0 comments on “Part 1: Salem Family Answers Common Embryo Adoption Questions”

  1. I just found out about embryo adoption today. My question is this: if couples who have already paid thousands are donating the embryos, then why on earth is this Christian non profit charging $10,000?? I am excited about this idea but I just can't produce that amount. Please can someone answer this? Thank you.

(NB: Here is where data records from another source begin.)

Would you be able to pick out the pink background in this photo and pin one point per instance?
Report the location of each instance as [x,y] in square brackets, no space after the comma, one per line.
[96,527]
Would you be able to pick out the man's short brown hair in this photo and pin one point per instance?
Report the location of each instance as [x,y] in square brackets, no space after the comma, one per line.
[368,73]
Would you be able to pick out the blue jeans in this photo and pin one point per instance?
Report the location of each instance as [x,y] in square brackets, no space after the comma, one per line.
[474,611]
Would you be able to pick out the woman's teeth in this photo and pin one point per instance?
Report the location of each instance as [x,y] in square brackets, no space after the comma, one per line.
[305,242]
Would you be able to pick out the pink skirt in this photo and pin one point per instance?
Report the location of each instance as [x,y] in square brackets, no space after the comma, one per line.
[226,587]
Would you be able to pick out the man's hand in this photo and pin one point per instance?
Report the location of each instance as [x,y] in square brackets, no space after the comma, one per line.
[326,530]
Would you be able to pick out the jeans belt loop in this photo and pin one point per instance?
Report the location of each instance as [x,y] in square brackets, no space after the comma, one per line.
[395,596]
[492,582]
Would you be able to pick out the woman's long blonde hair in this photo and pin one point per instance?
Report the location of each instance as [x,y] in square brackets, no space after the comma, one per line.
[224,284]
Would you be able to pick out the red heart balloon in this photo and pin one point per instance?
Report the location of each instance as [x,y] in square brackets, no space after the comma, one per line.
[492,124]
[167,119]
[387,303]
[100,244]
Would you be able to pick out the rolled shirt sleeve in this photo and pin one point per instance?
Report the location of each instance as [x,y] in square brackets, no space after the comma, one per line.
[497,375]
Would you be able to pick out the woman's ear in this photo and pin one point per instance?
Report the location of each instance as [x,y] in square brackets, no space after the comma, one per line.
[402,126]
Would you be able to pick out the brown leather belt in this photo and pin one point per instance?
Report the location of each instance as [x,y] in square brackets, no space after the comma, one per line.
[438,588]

    1. Hi Mellisa – The Snowflakes Embryo Adoption Program does have a program fee of $8,000, which covers a lot of the pieces that any family adopting an embryo would have to pay: genetic outreach and screening, providing counseling for all parties, matching services between genetic and adoptive parents, facilitating communication between genetic and adopting families, preparing contracts, relinquishments and other legal paperwork, facilitating consent and release forms if required by clinics prior to releasing embryos, facilitating communication between clinics and doctors to ensure that requirements are meet for the transfer of the embryos between states, obtaining necessary laboratory tests for the genetic family, coordinating travel of the embryos, shipping fees, maintaining files, providing post-adoption support and supervision, and cooperation in the court finalization process (if required by your state).

      There are additional expenses related to having a home study conducted ($1,000-$3,000) and fertility clinic frozen embryo transfer fees ($3,000-$5,000), bringing the total to adopt an embryo between $12,000 and $16,000. Adoptive parents only pay for the services required to adopt and transfer the embryo, not the embryo itself.